Als dann sein zweiter Krieg, für den er allein die Verantwortung trug, 1945 erneut in eine Niederlage mündete, tat Hitler alles, um es nicht zu einem erneuten „November 1918“ kommen zu lassen. Schon in den Jahren davor wurden alle Deutschen streng bestraft, die nicht mehr an den Endsieg glaubten. Defätismus bzw. Wehrkraftzersetzung war eine der häufigsten Begründungen für Todesurteile.

In die gleiche Richtung ging der sogenannte Nerobefehl, der Versuch Hitlers, den Siegern nur eine Art verbrannte Erde zurückzulassen, was auch bedeutet hätte, die an sich schon durch die Bombenangriffe der Alliierten stark geschmälerte Lebensgrundlage für die Deutschen noch stärker zu schmälern. Es ist dem Rüstungsminister Speer zu verdanken, dass dieser Befehl Hitlers nicht komplett umgesetzt wurde.

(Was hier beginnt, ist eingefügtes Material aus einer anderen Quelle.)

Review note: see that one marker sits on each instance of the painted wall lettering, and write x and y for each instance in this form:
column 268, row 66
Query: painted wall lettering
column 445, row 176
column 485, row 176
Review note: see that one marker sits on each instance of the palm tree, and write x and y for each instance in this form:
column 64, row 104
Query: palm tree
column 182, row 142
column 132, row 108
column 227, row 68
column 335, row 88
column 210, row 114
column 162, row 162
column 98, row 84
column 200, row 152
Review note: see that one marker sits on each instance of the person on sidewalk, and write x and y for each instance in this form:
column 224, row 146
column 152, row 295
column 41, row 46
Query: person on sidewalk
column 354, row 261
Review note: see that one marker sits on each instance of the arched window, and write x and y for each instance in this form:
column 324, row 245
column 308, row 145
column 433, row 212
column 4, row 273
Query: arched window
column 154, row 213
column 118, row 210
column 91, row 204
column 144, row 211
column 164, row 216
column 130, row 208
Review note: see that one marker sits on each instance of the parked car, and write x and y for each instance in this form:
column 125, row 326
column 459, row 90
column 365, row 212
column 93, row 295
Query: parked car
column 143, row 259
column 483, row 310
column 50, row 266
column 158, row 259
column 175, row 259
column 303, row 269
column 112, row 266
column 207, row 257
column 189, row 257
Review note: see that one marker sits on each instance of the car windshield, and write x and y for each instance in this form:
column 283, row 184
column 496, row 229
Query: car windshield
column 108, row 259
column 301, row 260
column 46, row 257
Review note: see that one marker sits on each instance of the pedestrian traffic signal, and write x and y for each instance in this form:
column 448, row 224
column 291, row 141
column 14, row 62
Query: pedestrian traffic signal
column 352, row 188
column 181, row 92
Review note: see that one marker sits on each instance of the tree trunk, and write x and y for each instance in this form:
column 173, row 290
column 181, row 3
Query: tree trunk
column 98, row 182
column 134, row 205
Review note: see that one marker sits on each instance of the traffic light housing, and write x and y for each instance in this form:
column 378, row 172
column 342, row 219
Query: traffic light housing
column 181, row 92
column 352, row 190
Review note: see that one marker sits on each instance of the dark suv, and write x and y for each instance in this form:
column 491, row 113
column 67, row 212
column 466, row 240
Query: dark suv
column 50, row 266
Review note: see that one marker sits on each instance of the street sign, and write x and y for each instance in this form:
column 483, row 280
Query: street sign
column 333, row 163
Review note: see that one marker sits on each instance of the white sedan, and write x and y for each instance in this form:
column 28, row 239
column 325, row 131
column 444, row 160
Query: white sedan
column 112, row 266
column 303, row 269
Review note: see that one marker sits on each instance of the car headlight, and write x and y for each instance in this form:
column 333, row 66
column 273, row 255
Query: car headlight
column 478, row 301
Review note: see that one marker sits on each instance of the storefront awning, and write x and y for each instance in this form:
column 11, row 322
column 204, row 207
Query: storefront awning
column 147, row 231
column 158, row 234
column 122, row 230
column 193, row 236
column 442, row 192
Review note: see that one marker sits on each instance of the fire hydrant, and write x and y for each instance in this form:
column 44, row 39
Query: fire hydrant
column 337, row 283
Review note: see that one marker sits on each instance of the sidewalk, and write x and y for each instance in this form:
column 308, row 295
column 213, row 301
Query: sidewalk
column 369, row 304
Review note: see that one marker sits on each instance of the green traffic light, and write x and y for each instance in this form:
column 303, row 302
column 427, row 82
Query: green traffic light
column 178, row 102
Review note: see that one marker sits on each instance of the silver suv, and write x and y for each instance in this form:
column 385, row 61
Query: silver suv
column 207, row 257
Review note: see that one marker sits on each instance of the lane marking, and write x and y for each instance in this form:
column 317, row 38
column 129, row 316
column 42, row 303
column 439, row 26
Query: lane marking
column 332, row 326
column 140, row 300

Auf jeden Fall wird deutlich, wie verhängnisvoll der Umgang mit der Niederlage Deutschlands im Ersten Weltkrieg von Anfang an war: Statt dass die Generäle die wirklichen Ursachen klärten und dabei auch eigene Fehler zugaben, schoben sie die Schuld den demokratischen Politikern in die Schuhe, die dadurch diskreditiert (in ein schlechtes Licht gerückt) wurden. Zugleich spielte man damit Hitler in die Hände, der aus dieser Schuldzuweisung ein noch größeres Projekt machte und es vor allem nutzte, um Deutschland fast in den totalen Abgrund zu führen.